Ma attenti, questa definizione si può usare quando sia del tutto chiara, sicura la distinzione e il discrimine tra una parte e l’altra, tra il fascismo e l’antifascismo, tra una causa sbagliata e una causa giusta.
Non bisogna assolutamente lasciar confondere il richiamo alla pietà verso i morti, il rispetto per i caduti in buona fede, l’appello al perdono; le amnistie le concedemmo subito! Ma nel ’48 in Parlamento ci trovammo di fronte Almirante! Non bisogna confondere la pietas e la comprensione per i vinti con i giudizi morali e politici, e con le verità storiche.
Certo, il fascismo non fu un malanimo importato dall’estero o piovuto dalle stelle. Si affermò in Italia nella crisi dello Stato liberale, si fece forte di molti aiuti e complicità – della monarchia, della Chiesa, del padronato. La spuntò anche per gli errori e le divisioni del movimento operaio e di quello cattolico popolare. Ma detto questo, bisogna anche dire la verità sul fascismo che fu strazio e vilipendio della libertà, fu esaltazione tronfia e volgare della forza e della violenza, fu predicazione e pratica sanguinosa della guerra, fu ubriacatura nazionalistica e colonialista fino all’abbiezione del razzismo e fino a condurre l’Italia alla rovina.
Su questo giudizio storico di condanna non ci possono essere incertezze, dubbi, esitazioni. Bisogna essere rigorosi, severi anche con noi stessi.
Bisogna non dimenticare, bisogna conoscere, studiare il nostro passato, tutto. Vedete, non c’è una trasmissione “naturale” di generazione in generazione del patrimonio storico, e la verità si trasmette e resiste se è alimentata e difesa, se diventa cultura, costume civile e morale di un popolo, altrimenti può trovar credito lo storico cialtrone e fazioso che dichiara che lo sterminio, l’Olocausto degli ebrei è una invenzione, e può confondere le idee il politico furbastro che, se non ripete più che Mussolini è stato il più grande statista del secolo, lascia intendere che in definitiva non era del tutto male.
La coscienza critica del passato è essenziale.
Diffidate di chi invita a mettere una pietra sopra.
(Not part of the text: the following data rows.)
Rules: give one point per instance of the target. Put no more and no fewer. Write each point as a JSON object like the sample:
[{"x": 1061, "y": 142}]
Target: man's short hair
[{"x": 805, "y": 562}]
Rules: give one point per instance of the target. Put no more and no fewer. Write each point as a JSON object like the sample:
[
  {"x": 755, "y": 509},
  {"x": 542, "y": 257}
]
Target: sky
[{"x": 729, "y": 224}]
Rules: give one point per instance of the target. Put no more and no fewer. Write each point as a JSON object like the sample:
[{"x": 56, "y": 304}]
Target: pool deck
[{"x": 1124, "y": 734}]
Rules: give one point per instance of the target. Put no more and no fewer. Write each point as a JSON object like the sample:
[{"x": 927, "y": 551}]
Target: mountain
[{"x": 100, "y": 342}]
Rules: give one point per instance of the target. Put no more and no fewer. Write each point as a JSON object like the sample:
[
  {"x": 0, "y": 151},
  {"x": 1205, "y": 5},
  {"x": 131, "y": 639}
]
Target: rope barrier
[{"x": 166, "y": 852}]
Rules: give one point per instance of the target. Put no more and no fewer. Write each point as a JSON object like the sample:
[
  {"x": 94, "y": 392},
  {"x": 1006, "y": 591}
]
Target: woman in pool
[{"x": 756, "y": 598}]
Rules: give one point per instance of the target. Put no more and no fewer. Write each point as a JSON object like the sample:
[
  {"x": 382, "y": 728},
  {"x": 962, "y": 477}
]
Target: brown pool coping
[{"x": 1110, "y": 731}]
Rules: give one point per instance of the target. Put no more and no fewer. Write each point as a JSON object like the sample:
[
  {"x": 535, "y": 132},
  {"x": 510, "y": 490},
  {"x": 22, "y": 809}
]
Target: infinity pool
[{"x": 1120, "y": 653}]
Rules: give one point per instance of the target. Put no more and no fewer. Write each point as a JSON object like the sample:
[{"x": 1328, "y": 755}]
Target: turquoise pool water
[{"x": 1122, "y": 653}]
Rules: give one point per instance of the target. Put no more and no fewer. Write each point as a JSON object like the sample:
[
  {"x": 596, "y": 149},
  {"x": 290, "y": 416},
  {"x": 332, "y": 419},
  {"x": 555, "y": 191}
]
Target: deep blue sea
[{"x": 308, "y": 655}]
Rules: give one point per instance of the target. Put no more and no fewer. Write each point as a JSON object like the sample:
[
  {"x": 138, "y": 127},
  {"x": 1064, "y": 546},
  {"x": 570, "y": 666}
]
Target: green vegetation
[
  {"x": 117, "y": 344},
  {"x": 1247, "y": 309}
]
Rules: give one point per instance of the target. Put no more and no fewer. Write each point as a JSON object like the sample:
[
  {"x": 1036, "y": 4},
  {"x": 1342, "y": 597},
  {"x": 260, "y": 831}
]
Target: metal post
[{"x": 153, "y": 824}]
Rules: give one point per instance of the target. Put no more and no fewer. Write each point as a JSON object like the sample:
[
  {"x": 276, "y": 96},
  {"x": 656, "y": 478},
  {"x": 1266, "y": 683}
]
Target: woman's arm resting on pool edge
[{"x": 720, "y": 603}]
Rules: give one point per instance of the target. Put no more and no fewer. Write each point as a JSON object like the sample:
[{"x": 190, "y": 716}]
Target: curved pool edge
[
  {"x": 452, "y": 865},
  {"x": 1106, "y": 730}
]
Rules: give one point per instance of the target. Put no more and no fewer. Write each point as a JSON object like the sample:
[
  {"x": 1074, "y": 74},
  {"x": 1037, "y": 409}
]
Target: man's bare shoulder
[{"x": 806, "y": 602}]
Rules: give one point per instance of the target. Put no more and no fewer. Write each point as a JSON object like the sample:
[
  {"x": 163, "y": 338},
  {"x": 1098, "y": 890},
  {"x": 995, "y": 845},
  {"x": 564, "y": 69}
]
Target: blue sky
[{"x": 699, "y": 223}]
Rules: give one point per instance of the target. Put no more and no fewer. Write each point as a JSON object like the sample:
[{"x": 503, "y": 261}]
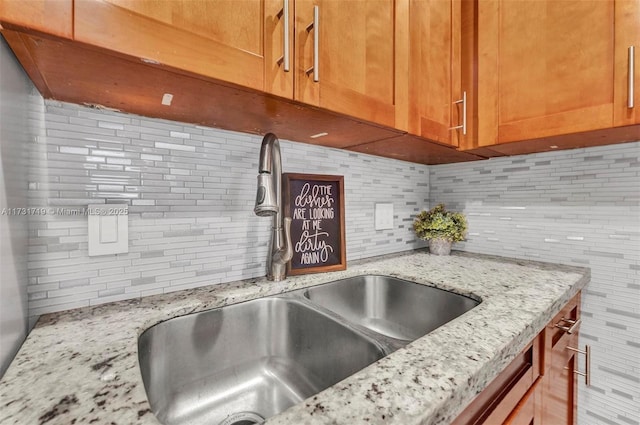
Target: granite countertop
[{"x": 81, "y": 366}]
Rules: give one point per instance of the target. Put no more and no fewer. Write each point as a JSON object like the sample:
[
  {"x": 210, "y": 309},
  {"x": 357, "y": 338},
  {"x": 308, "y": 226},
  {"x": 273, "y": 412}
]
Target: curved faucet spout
[{"x": 269, "y": 203}]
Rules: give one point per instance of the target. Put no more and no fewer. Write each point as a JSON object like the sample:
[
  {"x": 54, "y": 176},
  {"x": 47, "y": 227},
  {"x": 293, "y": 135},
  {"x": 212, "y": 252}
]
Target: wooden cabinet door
[
  {"x": 545, "y": 68},
  {"x": 627, "y": 34},
  {"x": 236, "y": 41},
  {"x": 560, "y": 384},
  {"x": 48, "y": 16},
  {"x": 428, "y": 68},
  {"x": 561, "y": 387},
  {"x": 355, "y": 66}
]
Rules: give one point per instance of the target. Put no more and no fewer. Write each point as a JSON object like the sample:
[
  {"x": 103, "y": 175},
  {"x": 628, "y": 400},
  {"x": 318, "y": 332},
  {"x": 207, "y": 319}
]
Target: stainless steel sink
[
  {"x": 393, "y": 307},
  {"x": 242, "y": 363}
]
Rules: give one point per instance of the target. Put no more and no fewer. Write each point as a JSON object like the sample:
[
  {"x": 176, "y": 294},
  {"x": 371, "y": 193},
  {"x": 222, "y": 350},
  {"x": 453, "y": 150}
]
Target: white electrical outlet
[{"x": 384, "y": 216}]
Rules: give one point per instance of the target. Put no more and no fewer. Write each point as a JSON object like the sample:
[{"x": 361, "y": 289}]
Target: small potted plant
[{"x": 441, "y": 228}]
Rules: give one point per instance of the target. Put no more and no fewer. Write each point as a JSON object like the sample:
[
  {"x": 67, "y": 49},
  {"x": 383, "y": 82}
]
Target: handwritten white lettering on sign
[{"x": 314, "y": 204}]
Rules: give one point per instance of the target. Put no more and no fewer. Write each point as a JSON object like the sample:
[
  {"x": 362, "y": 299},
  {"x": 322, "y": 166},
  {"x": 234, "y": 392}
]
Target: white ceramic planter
[{"x": 439, "y": 246}]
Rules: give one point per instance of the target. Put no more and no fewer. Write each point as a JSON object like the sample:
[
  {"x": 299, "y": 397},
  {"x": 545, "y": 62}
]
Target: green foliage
[{"x": 439, "y": 223}]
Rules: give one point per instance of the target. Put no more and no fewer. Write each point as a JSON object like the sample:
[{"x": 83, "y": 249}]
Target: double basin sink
[{"x": 240, "y": 364}]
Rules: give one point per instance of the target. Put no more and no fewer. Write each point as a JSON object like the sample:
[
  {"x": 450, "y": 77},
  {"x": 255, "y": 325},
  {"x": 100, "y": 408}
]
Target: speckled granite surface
[{"x": 81, "y": 367}]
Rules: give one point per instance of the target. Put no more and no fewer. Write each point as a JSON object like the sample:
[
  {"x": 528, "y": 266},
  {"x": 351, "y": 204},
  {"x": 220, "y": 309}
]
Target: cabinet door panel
[
  {"x": 356, "y": 57},
  {"x": 627, "y": 34},
  {"x": 49, "y": 16},
  {"x": 223, "y": 39},
  {"x": 432, "y": 69},
  {"x": 545, "y": 68},
  {"x": 561, "y": 395}
]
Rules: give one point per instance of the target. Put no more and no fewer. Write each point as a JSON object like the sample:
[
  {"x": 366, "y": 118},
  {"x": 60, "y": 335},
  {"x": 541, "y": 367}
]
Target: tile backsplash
[
  {"x": 191, "y": 192},
  {"x": 579, "y": 207}
]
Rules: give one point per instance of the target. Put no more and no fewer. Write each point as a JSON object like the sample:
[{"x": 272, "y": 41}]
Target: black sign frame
[{"x": 322, "y": 200}]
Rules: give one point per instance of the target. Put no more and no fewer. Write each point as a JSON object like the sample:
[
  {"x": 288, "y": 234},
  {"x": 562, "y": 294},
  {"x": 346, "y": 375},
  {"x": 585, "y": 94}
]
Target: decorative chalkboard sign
[{"x": 315, "y": 204}]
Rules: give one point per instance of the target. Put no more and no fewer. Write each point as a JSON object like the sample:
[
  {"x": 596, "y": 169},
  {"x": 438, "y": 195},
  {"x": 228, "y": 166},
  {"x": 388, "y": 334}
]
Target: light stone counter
[{"x": 81, "y": 366}]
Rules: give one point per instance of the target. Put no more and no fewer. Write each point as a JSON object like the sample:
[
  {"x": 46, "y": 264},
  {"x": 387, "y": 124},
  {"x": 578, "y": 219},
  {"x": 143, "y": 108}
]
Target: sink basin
[
  {"x": 392, "y": 307},
  {"x": 245, "y": 362}
]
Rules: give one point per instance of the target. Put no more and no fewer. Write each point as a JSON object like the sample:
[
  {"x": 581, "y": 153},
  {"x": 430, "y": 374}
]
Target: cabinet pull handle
[
  {"x": 463, "y": 126},
  {"x": 315, "y": 26},
  {"x": 284, "y": 14},
  {"x": 630, "y": 88},
  {"x": 573, "y": 324},
  {"x": 587, "y": 371}
]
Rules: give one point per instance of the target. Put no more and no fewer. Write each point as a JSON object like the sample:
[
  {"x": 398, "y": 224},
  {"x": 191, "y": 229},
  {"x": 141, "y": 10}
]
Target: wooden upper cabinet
[
  {"x": 47, "y": 16},
  {"x": 545, "y": 68},
  {"x": 627, "y": 34},
  {"x": 428, "y": 81},
  {"x": 236, "y": 41},
  {"x": 355, "y": 57}
]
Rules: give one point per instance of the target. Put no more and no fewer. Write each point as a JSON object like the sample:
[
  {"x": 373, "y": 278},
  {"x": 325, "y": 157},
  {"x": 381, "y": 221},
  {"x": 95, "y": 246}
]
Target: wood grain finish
[
  {"x": 627, "y": 33},
  {"x": 78, "y": 74},
  {"x": 47, "y": 16},
  {"x": 586, "y": 139},
  {"x": 496, "y": 404},
  {"x": 545, "y": 68},
  {"x": 222, "y": 39},
  {"x": 433, "y": 81},
  {"x": 356, "y": 58},
  {"x": 415, "y": 149},
  {"x": 561, "y": 389}
]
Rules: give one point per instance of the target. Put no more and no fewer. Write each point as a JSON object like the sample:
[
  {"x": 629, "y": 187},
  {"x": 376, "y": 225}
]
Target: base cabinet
[{"x": 540, "y": 385}]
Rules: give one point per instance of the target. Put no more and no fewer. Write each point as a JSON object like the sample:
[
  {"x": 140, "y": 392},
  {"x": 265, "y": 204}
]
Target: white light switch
[
  {"x": 108, "y": 229},
  {"x": 384, "y": 216}
]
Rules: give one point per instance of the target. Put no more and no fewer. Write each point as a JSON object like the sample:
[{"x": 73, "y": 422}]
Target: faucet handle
[{"x": 287, "y": 252}]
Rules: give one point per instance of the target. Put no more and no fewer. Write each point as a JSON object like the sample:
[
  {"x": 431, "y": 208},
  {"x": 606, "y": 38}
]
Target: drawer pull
[
  {"x": 573, "y": 324},
  {"x": 587, "y": 371},
  {"x": 630, "y": 89},
  {"x": 284, "y": 14},
  {"x": 462, "y": 126},
  {"x": 315, "y": 26}
]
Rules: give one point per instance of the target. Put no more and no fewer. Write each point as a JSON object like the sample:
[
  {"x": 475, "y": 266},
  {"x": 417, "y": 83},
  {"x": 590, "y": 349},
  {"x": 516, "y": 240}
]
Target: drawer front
[{"x": 500, "y": 398}]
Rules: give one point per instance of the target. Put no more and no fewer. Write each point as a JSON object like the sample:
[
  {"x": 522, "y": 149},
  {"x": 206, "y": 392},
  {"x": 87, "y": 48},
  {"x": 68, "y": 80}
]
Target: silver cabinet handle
[
  {"x": 573, "y": 324},
  {"x": 284, "y": 14},
  {"x": 463, "y": 126},
  {"x": 630, "y": 88},
  {"x": 315, "y": 26},
  {"x": 587, "y": 371}
]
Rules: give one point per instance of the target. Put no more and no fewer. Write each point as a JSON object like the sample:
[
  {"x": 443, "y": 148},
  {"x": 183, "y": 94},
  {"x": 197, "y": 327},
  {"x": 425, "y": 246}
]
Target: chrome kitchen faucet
[{"x": 269, "y": 203}]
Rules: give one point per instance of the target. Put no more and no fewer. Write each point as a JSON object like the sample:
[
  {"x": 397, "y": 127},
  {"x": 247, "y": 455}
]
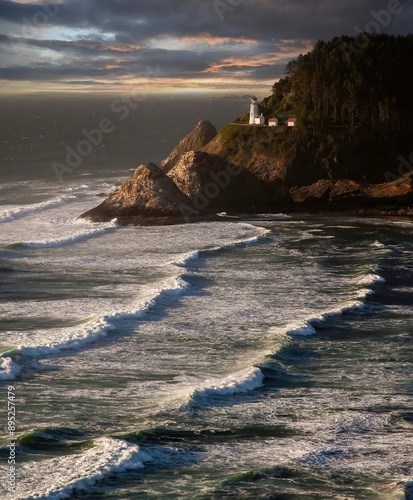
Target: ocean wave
[
  {"x": 241, "y": 382},
  {"x": 59, "y": 242},
  {"x": 59, "y": 477},
  {"x": 185, "y": 258},
  {"x": 85, "y": 333},
  {"x": 11, "y": 214},
  {"x": 8, "y": 368}
]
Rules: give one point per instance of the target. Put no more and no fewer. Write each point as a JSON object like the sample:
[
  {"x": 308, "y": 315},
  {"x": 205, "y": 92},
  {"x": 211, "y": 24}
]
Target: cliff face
[
  {"x": 212, "y": 182},
  {"x": 203, "y": 133},
  {"x": 149, "y": 192},
  {"x": 344, "y": 194}
]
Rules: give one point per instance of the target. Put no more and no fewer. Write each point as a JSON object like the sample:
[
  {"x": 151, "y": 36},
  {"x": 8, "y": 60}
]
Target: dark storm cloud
[
  {"x": 124, "y": 34},
  {"x": 261, "y": 19}
]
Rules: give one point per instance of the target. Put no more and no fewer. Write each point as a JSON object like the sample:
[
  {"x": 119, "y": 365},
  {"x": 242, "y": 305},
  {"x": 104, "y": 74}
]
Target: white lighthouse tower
[
  {"x": 253, "y": 111},
  {"x": 255, "y": 118}
]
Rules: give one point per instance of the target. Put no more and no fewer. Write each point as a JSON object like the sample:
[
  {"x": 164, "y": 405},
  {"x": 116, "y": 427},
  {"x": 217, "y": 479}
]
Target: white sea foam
[
  {"x": 40, "y": 344},
  {"x": 244, "y": 381},
  {"x": 12, "y": 213},
  {"x": 370, "y": 279},
  {"x": 58, "y": 478},
  {"x": 75, "y": 238},
  {"x": 8, "y": 369}
]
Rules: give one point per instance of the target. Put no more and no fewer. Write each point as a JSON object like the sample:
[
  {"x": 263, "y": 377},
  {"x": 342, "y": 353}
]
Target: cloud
[{"x": 190, "y": 40}]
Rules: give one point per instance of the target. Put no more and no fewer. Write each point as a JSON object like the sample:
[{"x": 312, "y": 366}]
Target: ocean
[{"x": 266, "y": 356}]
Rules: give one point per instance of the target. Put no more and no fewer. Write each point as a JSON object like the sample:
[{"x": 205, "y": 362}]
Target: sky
[{"x": 173, "y": 46}]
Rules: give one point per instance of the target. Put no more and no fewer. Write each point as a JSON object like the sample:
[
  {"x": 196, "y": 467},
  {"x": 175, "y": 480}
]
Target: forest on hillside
[{"x": 349, "y": 82}]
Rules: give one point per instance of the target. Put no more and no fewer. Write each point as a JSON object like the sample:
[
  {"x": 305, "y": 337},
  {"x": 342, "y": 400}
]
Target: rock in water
[
  {"x": 148, "y": 193},
  {"x": 212, "y": 182},
  {"x": 203, "y": 133}
]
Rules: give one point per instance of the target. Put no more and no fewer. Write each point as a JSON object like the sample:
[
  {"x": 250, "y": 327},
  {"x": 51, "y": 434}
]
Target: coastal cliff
[
  {"x": 350, "y": 149},
  {"x": 148, "y": 193}
]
I popoli che non ricordano sono destinati a ripetere anche gli errori, anche gli orrori.
E noi invece vogliamo andare avanti e nel segno e nel senso della giustizia, della solidarietà, dell’eguaglianza, per uno sviluppo ordinato e sicuro della nostra società, con un governo stabile, efficiente, corretto come ora il voto del 21 aprile (1996. Il 18 maggio si formò il primo governo Prodi. Ndr) ha reso possibile.
Vogliamo e possiamo andare avanti, grazie anche al sacrificio dei combattenti e dei caduti della resistenza antifascista e al lavoro e alle lotte che con tenacia e onestà abbiamo compiuto in cinquant’anni.
Vedete, gli artefici e i protagonisti della lotta di Liberazione sono ormai quasi scomparsi: generazioni come la mia, allora giovani, sono ora al tramonto, sulla scena politica le forze che allora furono determinanti – Pci, Psi, Pd’A, Dc – sono state logorate, dissolte e trasformate. Ma le idee, gli ideali di quella vicenda storica reggono bene, sono vivi, vitali e la loro permanente validità è il premio per la fatica, i sacrifici, il sangue di allora.
Alessandro Natta (Oneglia, 7 gennaio 1918, Oneglia il 23 maggio 2001) è stato parlamentare e segretario del PCI dal 1984 al 1988. Antifascista, è chiamato alle armi nel 1941 sull’Egeo. Dopo l’armistizio prende parte alla lotta contro i tedeschi, rimanendo ferito. Imprigionato a Rodi, rifiuta ogni collaborazione con tedeschi e repubblichini ed è deportato in Germania. Attivo nell’organizzazione della Resistenza tra gli ufficiali dei lager di Kustrin, Sandhbostel e Wietzendorf, raccoglierà i ricordi di questa sua esperienza e di quella degli altri internati italiani nei lager del III Reich, nel libro“L’altra Resistenza”.